According to Bishop Olivera, Pope Francis encouraged him to continue working for justice, peace, harmony and encounter.

The Holy Father’s decision to send the rosaries to the military was welcomed by some and condemned by others, including within the government of Fernandez, who faces a somewhat uphill battle to earn the support of the first pope from the global south.

Argentina today is a highly divided country, and though it’s not a straight line, the sides are led by Fernandez and Macri, who though on holiday since stepping down, continues to be the head of the opposition.
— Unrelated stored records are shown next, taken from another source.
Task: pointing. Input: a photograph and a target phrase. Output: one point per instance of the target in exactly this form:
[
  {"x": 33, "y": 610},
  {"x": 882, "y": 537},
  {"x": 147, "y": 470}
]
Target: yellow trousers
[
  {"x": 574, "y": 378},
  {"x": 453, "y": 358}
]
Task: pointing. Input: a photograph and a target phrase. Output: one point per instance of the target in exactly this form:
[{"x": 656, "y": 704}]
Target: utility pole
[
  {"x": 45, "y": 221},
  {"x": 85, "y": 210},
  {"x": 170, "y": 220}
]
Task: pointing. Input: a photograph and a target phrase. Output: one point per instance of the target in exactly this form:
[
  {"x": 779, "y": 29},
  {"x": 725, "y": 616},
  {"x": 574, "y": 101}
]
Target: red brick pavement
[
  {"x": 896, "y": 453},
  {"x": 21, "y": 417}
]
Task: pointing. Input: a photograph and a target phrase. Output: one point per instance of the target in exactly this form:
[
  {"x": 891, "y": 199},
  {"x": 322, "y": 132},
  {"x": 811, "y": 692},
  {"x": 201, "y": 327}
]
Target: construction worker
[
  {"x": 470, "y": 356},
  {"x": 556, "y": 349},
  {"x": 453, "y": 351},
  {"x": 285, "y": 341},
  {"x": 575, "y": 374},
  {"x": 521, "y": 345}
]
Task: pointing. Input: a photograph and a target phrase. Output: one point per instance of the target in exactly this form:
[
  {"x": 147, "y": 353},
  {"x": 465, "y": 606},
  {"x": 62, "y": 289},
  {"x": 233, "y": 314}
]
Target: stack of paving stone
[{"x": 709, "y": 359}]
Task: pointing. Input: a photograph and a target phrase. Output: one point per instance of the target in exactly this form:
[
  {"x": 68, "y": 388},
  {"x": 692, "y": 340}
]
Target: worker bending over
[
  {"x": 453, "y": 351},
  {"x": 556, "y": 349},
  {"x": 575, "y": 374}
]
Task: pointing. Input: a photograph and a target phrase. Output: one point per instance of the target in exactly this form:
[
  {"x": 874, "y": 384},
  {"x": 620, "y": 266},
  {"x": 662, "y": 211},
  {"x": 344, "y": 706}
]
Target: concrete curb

Macri had a formal if somewhat cold relationship with Pope Francis, though the pontiff is on record saying he had no problems with him outside of the two times they clashed when one was the archbishop of Buenos Aires and the other the city’s mayor.

Those two clashes were over abortion and gay marriage – Macri made limited allowances for both in his city. Adding to that, last year Macri let the country debate the legalization of abortion, despite publicly stating several times that he was against it.

Since taking office, Fernandez has liberalized access to abortion, and said all hospitals must provide the procedure in the limited cases allowed by Argentinian law.

In addition, Fernandez- whose son is transgender – created an “equality” ministry, that aims to erase all gender differences and is enforcing mandatory “integral sexual education” in every school that receives public funds. According to the curricula, children in kindergarten will be taught that gender is a “social construct” and that they can choose if they are male, female – or neither – and that this decision is not permanent.

Following his lead, several public offices and even universities are also enforcing a new, “inclusive” version of Spanish that erases gender from the language, a move the Madrid-based Royal Spanish Academy has deemed “erroneous.”

In a Jan. 14 television interview, Argentina’s president acknowledged that he values the pontiff, and that he would “celebrate” a papal visit to the nation. Pope Francis hasn’t gone back to Argentina since being appointed pope in 2013, a decision deemed as controversial and political by many.

“The pope is not on any side, he is above us all,” Fernandez said in the interview.